Good Morning, Viet Nam

My first thought upon walking off the airplane and into the Hanoi airport was, “Oh wow, I’m tall”. Most days I think of myself as being 5’5-5’6″ even though I’m just over 5’9″. I blame this on the fact that Frank and Mary tower over me. I’ve never thought of myself as being tall before arriving in Viet Nam. Most of the people stood up and I soon realized that they looked much taller when they were seated on the plane. This sense of feeling like a giant hasn’t gone away.

church better one
This church is about half a block away from where I’m staying so how I orientate myself

I walked around a bit Sunday night but with the travel and lack of sleep on the airplanes went to bed at 7pm. Both Monday and Tuesday were holidays here, first International Labor Day and then celebrating the Fall of Saigon.  I woke up at 4am the next morning and was ready to go. I facetimed my parents because it was early evening for them and waited until the noise of the street crept in to let me know the city had awaken. I got up and went to walk around the Hoàn Kiếm Lake, or “Lake of the Restored Sword”.lakeview 2 I also walked across the Huc Bridge into the Temple of the Jade Mountain. Right before the entrance two girls in front of me had to turn around and the man seemed to be gesturing to their shoes. Looking at my sandals I wondered if it was a problem but he let me pass. I later realized it was because they were wearing shorts and had to go back and put smocks on to cover their legs.

in the temple .jpg
Inside the temple
lake view 1
View looking onto the lake from the temple
brdige 2
I’m taller than everyone on this bridge

The temple is still active with people putting money (fake money) to burn as the offering.

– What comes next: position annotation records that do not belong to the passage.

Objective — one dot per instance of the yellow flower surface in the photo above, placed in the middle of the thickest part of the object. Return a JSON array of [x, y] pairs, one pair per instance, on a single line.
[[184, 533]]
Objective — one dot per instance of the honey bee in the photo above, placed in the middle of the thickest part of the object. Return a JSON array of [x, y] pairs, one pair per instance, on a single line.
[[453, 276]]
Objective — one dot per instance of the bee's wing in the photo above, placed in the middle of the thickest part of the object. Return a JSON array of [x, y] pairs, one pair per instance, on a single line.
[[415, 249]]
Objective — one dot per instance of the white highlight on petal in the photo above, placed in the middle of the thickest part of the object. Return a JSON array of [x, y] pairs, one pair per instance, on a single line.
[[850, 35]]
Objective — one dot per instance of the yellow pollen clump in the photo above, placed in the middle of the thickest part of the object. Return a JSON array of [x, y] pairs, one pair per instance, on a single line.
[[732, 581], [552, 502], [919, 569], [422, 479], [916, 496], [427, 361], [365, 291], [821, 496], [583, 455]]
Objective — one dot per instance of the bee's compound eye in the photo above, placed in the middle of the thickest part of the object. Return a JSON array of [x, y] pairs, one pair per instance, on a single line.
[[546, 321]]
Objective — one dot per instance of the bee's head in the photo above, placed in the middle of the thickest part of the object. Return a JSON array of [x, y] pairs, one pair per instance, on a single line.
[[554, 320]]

I then met up with one of the guys here for lunch to talk about preliminary things, like areas to go running and what places are the best to eat.

near the temple
My shorts were too short for me to go up into the temple

Tuesday was the celebration of the Fall of Saigon, which is probably a similar feeling to a Brit being in America on the Fourth of July, but with less fireworks. Given that everything was still shut down I decided to make my way to the Temple of Literature and maybe the Viet Nam Museum of Art. Unfortunately both of those are off my paper map by a few blocks and ended up instead at Ho Chi Mihn’s Mausoleum and Museum.

masoleum
Not as busy as I thought it would be on the holiday

There was a temple there as well, which I could not go in because of the shorts I was wearing and they didn’t offer smocks. I also didn’t go into the Mausoleum because it was closed, which I found a little ironic given the day of celebration. templeI never found the Museum of Art, which is what I was really after. I would go up to a police officer and ask, “English?” and they would respond, “Hello” and that was the just of it so besides trying to point on the map any phrases I knew in Vietnamese that I did not butcher were not sufficient enough to get me to where I wanted to be. I took a cab back to the hotel, which was maybe my first and last cab ride given how terrifying the roads are here.

taxi ride .JPG
Slightly terrifying

Yesterday I woke up again around 4 so decided to go for a run when the daylight broke. I decided to go run around Hoàn Kiếm Lake because it was close and that way if I didn’t want to do 6+ miles I could just cut it short whenever. Within about the first 5 minutes I soon realized why I didn’t see more runners, the humidity and the heat even at 5am was miserable. Plenty of people where out exercising, either walking around or doing group fitness, but not a lot of runners. Most of them in normal clothes and a few times seeing their clothes drenched in sweat I wanted to yell, “Cotton kills!” but didn’t.  The side street markets were also unfolding spilling out fruits, vegetables, and handmade goods. I couldn’t believe all the activity happening still in the wee hours. I only last 3 painstaking miles and then went back to my air-conditioned room and did yoga. I only had a dinner on the schedule for the day so spent most of the day just roaming around. The Old Quarter is a mix of tourists interjected with the locals. A lot of shops seemed tailored to tourists and then I turned a corner and found myself on a street that only sold coffins and memorial flowers.

Hoc Bridge
On the Hoc Bridge

Other things:

(1) It doesn’t make much difference whether you look or not while crossing the road, there is always traffic so you just go–sorry mom!

(2) Not speaking anything more than really basic Vietnamese phrases means that I’m surrounded by thousands of people but still very isolated. My mom asked how I would do with it but it hasn’t bothered me yet, I’m actually enjoying it. I do worry that if I do something wrong and someone starts yelling I will have no idea why

(3) I have yet to a store that sells hairbrushes, and I’m in desperate need. I’m debating just cutting it so someone will have to brush it.